General Motors Co expects to post market share gains this year in both China and South Korea, a top GM executive said on Monday.

I see us growing with the markets and I see us taking share, Tim Lee, president of GM's international operations, told reporters at the Detroit auto show.

Lee said 2012 sales should be better than last year in the international division which includes China, the world's largest auto market and a crucial part of GM's growth strategy.

GM's international operations division had sales of 3.7 million vehicles last year, of which 2.5 million were in China.

GM said it increased its market share in China to market-leading 13.6 percent last year from 12.7 percent in 2010.

We picked up considerable share in China in 2011 and we expect we'll do similarly in 2012 because we have a lot of (vehicle) launches, Lee said.

GM's sales in China rose 8 percent last year.
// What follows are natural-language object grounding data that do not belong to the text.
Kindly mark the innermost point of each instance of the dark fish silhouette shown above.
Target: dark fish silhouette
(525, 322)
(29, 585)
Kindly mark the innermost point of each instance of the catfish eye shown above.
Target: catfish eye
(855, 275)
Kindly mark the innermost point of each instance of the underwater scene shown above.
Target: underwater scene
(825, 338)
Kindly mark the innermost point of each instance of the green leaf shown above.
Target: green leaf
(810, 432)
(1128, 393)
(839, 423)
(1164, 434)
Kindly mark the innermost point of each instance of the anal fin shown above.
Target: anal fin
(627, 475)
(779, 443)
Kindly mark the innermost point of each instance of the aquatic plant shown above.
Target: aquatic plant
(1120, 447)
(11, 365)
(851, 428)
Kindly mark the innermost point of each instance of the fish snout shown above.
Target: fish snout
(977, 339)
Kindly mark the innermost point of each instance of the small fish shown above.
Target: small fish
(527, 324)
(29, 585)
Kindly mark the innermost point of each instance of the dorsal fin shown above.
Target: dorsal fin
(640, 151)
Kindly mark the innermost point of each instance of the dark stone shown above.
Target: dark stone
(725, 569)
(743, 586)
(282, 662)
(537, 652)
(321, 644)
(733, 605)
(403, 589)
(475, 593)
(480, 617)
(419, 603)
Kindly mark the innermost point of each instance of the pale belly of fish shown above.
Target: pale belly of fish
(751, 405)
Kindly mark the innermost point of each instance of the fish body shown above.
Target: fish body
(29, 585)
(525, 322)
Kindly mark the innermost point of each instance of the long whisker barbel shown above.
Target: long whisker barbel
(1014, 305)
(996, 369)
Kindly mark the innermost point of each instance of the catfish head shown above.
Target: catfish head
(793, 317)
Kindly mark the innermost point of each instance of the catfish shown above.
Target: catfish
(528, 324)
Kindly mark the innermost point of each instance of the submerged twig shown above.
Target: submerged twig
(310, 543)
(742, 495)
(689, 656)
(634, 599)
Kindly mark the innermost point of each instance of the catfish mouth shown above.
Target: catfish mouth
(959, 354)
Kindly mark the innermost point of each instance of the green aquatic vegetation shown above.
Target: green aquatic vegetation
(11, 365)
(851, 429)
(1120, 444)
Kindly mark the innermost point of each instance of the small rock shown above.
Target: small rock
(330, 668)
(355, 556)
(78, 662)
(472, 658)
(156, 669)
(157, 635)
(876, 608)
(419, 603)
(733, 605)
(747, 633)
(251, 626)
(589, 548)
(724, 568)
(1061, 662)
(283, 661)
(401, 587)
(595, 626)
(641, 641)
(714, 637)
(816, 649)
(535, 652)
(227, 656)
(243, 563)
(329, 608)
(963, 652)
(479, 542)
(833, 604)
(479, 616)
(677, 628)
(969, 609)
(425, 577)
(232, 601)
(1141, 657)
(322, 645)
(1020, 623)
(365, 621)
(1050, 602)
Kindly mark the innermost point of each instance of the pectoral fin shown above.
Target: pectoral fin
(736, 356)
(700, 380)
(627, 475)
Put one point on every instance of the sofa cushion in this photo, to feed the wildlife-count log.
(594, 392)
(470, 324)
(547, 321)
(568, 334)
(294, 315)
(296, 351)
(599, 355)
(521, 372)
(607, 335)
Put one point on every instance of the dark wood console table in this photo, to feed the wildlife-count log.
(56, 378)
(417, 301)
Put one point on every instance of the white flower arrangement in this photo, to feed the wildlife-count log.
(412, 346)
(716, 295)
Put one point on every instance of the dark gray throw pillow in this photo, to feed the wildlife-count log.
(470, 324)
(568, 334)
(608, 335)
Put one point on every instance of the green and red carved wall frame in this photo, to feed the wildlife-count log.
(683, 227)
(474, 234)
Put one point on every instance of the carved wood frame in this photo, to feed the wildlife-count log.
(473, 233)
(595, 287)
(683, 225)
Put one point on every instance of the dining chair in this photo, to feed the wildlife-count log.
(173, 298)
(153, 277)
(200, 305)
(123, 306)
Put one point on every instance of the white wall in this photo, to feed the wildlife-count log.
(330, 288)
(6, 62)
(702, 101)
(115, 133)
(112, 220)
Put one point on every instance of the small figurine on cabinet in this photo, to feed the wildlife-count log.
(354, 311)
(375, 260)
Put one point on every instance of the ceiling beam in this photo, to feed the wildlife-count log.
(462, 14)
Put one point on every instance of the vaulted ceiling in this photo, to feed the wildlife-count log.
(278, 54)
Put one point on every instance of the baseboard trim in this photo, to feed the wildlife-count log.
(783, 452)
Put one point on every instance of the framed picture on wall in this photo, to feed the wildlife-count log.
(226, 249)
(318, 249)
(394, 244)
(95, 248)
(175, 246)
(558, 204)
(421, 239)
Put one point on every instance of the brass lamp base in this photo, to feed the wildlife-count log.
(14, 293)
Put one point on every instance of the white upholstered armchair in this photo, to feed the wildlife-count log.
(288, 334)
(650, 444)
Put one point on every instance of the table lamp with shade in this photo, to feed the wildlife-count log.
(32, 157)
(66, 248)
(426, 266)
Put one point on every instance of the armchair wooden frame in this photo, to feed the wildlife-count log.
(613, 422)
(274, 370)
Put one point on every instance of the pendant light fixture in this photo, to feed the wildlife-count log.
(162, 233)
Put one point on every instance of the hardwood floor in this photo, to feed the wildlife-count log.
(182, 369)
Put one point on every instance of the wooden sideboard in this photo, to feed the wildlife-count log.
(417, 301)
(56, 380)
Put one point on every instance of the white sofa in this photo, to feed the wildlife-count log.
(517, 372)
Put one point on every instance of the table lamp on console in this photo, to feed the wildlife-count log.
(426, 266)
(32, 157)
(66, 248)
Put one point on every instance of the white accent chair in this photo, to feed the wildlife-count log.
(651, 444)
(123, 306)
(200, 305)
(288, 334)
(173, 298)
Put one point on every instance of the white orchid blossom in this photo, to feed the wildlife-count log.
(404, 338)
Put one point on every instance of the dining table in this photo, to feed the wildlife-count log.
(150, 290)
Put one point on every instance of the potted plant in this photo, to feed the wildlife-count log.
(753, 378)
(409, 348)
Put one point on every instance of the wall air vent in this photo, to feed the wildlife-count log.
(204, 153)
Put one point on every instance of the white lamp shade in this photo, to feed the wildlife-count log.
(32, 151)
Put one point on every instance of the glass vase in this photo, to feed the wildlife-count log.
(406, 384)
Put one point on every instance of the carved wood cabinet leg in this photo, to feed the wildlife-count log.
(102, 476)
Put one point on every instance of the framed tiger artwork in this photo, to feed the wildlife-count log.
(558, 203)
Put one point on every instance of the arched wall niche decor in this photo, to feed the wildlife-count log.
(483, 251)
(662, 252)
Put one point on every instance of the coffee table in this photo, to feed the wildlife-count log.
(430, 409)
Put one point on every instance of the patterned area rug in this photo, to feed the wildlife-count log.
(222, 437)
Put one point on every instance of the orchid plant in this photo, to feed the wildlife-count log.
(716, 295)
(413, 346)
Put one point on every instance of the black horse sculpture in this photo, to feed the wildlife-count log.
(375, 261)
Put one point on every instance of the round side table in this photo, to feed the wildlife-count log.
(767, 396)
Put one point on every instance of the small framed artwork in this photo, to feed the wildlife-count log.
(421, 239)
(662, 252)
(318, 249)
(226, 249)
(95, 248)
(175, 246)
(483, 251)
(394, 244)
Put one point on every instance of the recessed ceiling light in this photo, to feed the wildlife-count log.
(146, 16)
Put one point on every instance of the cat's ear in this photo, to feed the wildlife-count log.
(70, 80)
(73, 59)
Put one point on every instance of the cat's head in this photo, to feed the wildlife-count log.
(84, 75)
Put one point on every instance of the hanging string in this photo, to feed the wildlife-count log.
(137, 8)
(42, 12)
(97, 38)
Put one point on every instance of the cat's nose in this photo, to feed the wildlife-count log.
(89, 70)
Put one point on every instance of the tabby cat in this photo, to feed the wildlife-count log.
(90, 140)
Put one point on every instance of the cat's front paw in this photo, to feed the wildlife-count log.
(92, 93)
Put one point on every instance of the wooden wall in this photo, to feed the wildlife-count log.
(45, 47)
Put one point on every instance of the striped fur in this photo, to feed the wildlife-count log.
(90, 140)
The automaker has previously said it expects sales growth of 5 to 10 percent in China this year.

Lee also said GM still has the option to raise its ownership stake in Shanghai GM, its Chinese joint venture with SAIC Motor <600104.SS>, by 1 point to 50 percent. He declined to reveal what he called a predictable timetable.

GM has said it wants to buy back the stake it sold to SAIC in 2010 for about $85 million. Shanghai GM commands the leading position in the Chinese auto market.

Under the terms of its deal with SAIC, which was negotiated in 2009 when GM was looking to raise cash and avoid bankruptcy, GM has an option to buy back the 1 percent stake it sold in Shanghai GM. SAIC is the majority shareholder in the China joint venture with a 51 percent holding.

We intend to exercise that call option, Lee said on Monday. We're working on that with our partner.

In South Korea, GM had market share of 10 percent in December 2011. For full-year 2011, GM's market share in that country was 8.9 percent.

There's no reason we shouldn't have double-digit share in Korea, Lee said.

GM shares dipped 8 cents on Monday to close at $22.84.